Foreword
DOI:
https://doi.org/10.4312/ala.5.1.5-6Abstract
With this volume, Acta linguistica is entering its 5th year. We would like to announce, with our great pleasure, that the journal has undergone some changes and will from now be published twice a year, with its summer and winter volume. This summer volume includes researches with a common topic of practicing a language, whether in educational, and religious institutions, or in the languages primary surroundings. In this spirit, the volume is divided into two parts, with the first devoted to the methodology of language teaching, focusing mainly on Chinese and Japanese language and presently still under-researched dyslexia role in language studies, and the second focusing on under-documented languages and their gap between language policies and the actual state of language use.
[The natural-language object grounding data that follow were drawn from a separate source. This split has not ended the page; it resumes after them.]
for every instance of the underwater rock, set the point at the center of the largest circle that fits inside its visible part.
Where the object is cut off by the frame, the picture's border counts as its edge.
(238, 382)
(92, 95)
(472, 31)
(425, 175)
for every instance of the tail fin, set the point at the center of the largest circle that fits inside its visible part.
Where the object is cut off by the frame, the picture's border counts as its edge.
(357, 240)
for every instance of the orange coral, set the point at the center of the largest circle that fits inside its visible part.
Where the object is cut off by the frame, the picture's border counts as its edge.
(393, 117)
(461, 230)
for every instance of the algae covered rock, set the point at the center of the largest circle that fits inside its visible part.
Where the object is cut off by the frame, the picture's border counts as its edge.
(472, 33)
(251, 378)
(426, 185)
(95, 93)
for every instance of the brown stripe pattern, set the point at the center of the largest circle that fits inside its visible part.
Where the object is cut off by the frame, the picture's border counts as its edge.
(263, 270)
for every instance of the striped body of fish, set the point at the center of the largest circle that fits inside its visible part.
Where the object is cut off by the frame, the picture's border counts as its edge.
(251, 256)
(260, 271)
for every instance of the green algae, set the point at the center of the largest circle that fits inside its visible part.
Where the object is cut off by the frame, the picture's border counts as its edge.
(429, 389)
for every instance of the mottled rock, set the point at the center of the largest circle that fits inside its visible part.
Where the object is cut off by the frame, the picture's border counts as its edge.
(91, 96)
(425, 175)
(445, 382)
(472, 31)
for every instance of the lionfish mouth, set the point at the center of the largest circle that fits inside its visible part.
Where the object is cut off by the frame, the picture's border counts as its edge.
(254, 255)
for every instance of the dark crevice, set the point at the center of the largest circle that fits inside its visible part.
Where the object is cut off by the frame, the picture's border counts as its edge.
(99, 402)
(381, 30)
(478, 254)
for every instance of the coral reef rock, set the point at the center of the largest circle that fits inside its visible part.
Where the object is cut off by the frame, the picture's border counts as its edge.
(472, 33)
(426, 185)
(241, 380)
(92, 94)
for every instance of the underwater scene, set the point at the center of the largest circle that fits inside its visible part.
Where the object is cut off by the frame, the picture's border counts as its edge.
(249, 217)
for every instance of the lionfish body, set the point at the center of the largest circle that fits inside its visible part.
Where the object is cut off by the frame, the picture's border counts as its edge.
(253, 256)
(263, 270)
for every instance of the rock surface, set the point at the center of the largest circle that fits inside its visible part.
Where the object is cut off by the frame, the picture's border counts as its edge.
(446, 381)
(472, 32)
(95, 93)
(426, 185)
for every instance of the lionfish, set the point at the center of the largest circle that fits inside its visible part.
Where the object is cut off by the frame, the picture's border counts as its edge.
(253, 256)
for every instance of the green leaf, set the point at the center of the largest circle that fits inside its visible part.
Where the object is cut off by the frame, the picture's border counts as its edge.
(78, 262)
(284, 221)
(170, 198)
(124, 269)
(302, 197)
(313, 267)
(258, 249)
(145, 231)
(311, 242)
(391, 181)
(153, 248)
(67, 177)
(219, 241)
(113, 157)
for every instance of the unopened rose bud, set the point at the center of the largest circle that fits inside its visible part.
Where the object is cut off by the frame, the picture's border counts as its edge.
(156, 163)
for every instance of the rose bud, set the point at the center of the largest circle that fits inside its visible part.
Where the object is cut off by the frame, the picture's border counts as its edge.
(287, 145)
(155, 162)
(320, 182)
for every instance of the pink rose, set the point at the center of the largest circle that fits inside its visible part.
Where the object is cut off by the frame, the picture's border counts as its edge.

The first paper by Katja Simončič, entitled Evaluating Approaches to Teaching and Learning Chinese Vocabulary from the Learning Theories Perspective: An Experimental Case Study, discusses two basic approaches to teaching Chinese vocabulary, and evaluates them based on the results of experimental study on Slovene students of Chinese.
The next two papers deal with the different lexica in Japanese language. Nataliia Vitalievna Kutafeva's research, entitled Japanese Onomatopoeic Expressions with Quantitative Meaning analyzes the lexical mode of expression of quantitative meanings and their semantics with the help of onomatopoeic (giongo) and mimetic (gitaigo) words, and based on it proposes the new arrangement of semantic groups.
Kiyomi Fujii’s research, entitled Blogging Identity: How L2 Learners Express Themselves, discusses identity expression in blogs by Japanese language learners on the intermediate and advanced level.
The paper by Nagisa Moritoki Škof, Japanese Language Education and Dyslexia:
On the Necessity of Dyslexia Research, shows an insight to dyslexia and through an outline of the present state of accepting and treating leaning disabilities in the Japanese education system stresses the importance of incounting dyslexia in language education in general.
Manel Herat in his paper Functions of English vs. Other Languages in Sri Lankan Buddhist Rituals in the UK, analyzes the language shifts from the Sinhala and Pali languages to English at Buddhist festivals and sermons in UK.
Next paper by Ali Ammar and his colleagues, Language Policy and Medium of Instruction Issue in Pakistan, briefly re-explores the situation of languages in the country and studies the latest language policy of Pakistan and its implications for local languages.
The last research paper in this volume Bhadarwahi: A Typological Sketch was written by Amitabh Vikram Dwivedi and is an attempt to describe phonological and morphosyntactic features of the under-documented Bhadarwahi language belonging to Indo-Aryan language family.
Finally, in the context of describing under-documented languages, the influence of the existing language policy is also noticed by Erwin Soriano FERNANDEZ and his book review on Pangasinan, entitled Panuntunán na Ortograpiya éd salitan PANGASINAN 2012. Manila: Komisyon sa Wikang Filipino.